Undefined behaviour, out of bounds memory access, memory corruption, code injection, privilege escalation...

To be precise, the CPU is doing exactly what's supposed to do, but the logic of the algorithms are subverted so that they perform in unintended ways to give leverage to a malicious actor. I hope this clarifies what I meant with this.

Does anyone remember the early 2000s joke virus emails? The ones that are variations on "This is a <outgroup> computer virus. As we don't have software engineers to write the code to do this automatically, please kindly forward this email to everyone in your address book then format your hard drive."

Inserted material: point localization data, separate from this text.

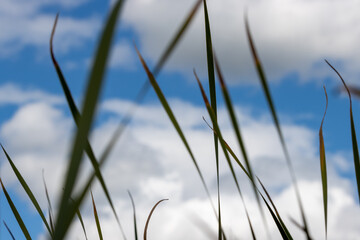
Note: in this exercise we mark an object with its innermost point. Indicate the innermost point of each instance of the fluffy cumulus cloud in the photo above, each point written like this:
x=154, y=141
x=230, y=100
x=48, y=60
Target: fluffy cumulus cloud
x=291, y=36
x=151, y=162
x=31, y=26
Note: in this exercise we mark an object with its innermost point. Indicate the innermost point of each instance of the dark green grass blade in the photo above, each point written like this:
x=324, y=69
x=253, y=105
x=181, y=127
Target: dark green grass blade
x=49, y=204
x=76, y=116
x=174, y=122
x=96, y=217
x=9, y=231
x=16, y=213
x=212, y=89
x=353, y=134
x=236, y=127
x=148, y=219
x=323, y=165
x=218, y=133
x=134, y=215
x=271, y=105
x=28, y=191
x=282, y=224
x=95, y=83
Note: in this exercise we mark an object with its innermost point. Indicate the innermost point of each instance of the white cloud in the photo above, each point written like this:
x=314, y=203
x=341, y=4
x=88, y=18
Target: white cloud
x=291, y=36
x=151, y=161
x=12, y=94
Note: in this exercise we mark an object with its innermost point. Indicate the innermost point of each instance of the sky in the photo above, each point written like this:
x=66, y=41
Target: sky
x=292, y=38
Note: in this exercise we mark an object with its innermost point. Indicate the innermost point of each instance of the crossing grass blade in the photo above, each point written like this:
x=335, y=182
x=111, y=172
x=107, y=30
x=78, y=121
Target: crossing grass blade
x=148, y=219
x=353, y=134
x=28, y=191
x=271, y=105
x=218, y=133
x=16, y=213
x=9, y=231
x=323, y=165
x=95, y=82
x=281, y=222
x=49, y=204
x=134, y=215
x=236, y=128
x=212, y=89
x=158, y=67
x=96, y=216
x=175, y=123
x=76, y=116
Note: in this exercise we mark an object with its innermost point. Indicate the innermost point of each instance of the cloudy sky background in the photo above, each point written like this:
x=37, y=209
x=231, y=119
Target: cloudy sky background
x=292, y=38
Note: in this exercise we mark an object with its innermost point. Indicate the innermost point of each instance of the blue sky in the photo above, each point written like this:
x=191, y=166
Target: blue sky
x=293, y=39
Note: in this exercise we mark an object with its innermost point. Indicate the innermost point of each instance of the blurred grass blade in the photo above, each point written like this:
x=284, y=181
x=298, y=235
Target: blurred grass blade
x=218, y=133
x=174, y=122
x=94, y=86
x=323, y=165
x=76, y=116
x=282, y=224
x=16, y=213
x=28, y=191
x=276, y=121
x=96, y=217
x=158, y=67
x=236, y=128
x=212, y=89
x=134, y=215
x=353, y=134
x=49, y=204
x=8, y=229
x=148, y=219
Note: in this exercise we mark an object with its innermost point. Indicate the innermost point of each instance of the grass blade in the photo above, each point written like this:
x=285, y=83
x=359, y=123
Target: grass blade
x=271, y=105
x=174, y=122
x=49, y=205
x=323, y=165
x=96, y=218
x=76, y=116
x=353, y=134
x=158, y=67
x=16, y=213
x=95, y=83
x=218, y=133
x=282, y=224
x=148, y=219
x=236, y=128
x=8, y=229
x=134, y=215
x=28, y=191
x=212, y=89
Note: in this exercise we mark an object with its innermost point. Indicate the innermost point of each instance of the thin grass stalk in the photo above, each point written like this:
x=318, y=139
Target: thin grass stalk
x=51, y=216
x=76, y=116
x=212, y=90
x=269, y=100
x=134, y=215
x=217, y=130
x=28, y=191
x=353, y=134
x=16, y=213
x=323, y=166
x=95, y=83
x=150, y=214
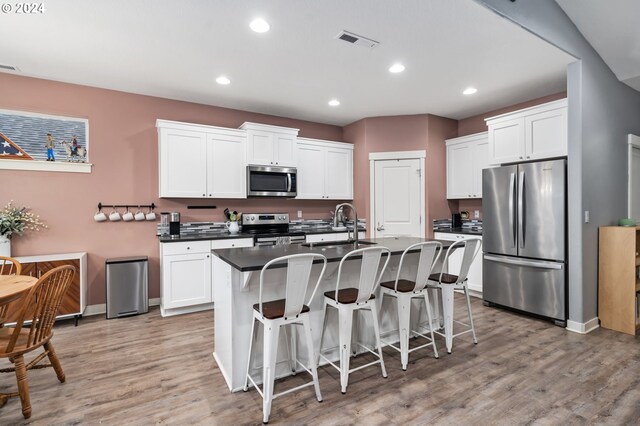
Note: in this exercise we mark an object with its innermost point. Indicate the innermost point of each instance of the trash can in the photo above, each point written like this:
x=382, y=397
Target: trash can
x=127, y=282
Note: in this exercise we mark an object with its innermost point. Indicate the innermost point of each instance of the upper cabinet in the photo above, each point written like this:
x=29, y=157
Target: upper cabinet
x=466, y=157
x=270, y=145
x=197, y=161
x=530, y=134
x=325, y=170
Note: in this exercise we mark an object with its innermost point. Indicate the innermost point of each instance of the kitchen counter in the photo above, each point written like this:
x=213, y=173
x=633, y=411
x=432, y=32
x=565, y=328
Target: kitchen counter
x=254, y=258
x=221, y=235
x=459, y=231
x=236, y=279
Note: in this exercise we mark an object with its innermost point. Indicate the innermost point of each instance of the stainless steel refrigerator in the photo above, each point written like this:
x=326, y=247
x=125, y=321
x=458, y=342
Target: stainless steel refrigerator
x=524, y=238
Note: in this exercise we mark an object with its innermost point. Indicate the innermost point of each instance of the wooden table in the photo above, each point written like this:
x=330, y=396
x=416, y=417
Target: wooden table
x=13, y=287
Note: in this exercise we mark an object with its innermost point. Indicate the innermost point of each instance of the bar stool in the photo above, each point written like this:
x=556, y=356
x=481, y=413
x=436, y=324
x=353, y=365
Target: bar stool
x=447, y=283
x=291, y=310
x=349, y=300
x=404, y=291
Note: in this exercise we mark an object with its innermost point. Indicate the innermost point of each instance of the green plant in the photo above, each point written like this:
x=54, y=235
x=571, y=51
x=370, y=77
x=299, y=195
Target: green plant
x=17, y=220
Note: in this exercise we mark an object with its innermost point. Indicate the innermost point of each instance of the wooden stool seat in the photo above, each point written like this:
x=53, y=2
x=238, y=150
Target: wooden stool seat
x=346, y=295
x=275, y=309
x=404, y=286
x=446, y=278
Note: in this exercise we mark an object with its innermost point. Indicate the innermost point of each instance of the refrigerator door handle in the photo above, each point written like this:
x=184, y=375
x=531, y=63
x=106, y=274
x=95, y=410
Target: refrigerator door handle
x=512, y=187
x=520, y=262
x=521, y=218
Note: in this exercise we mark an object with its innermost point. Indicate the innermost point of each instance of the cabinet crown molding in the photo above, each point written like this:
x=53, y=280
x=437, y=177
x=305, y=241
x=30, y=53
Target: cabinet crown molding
x=560, y=103
x=247, y=125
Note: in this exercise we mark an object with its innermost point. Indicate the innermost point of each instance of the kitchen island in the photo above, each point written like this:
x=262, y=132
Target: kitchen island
x=236, y=280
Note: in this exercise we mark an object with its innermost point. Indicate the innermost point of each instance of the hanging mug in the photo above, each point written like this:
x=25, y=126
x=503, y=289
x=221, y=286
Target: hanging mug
x=232, y=227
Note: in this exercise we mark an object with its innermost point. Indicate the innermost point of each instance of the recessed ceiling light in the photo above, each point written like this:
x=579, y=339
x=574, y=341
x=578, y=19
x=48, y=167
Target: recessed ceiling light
x=259, y=25
x=396, y=68
x=223, y=80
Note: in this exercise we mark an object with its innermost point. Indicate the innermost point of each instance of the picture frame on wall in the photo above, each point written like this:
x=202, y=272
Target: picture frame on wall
x=28, y=136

This is exactly as much malware as those were.

Please, for the love of all that is good, can we just try not to build and defend a world where, on encountering text like that, /your computer immediately follows the instructions/? Can we just all agree that such a world would be bad for everyone involved and using an LLM that risks doing this, with no container or guardrails, is at least as problematic as running an unpatched open email relay was back then?

It's just as bad as a CPU acting on malicious instructions. We need to create safeguards for llms too, it's just that this is not the way to do things.
> This is exactly as much malware as those were.

A joke virus email is a sign saying "please throw yourself down the stairs."

An obfuscated prompt injection that tries to delete data is someone greasing the stairs and turning off the lights.

Both rely on the environment being unsafe, but only one is deliberately trying to make the failure happen.

Lol, is a virus not malware when it crashes because someone wrote some assembly for the wrong platform?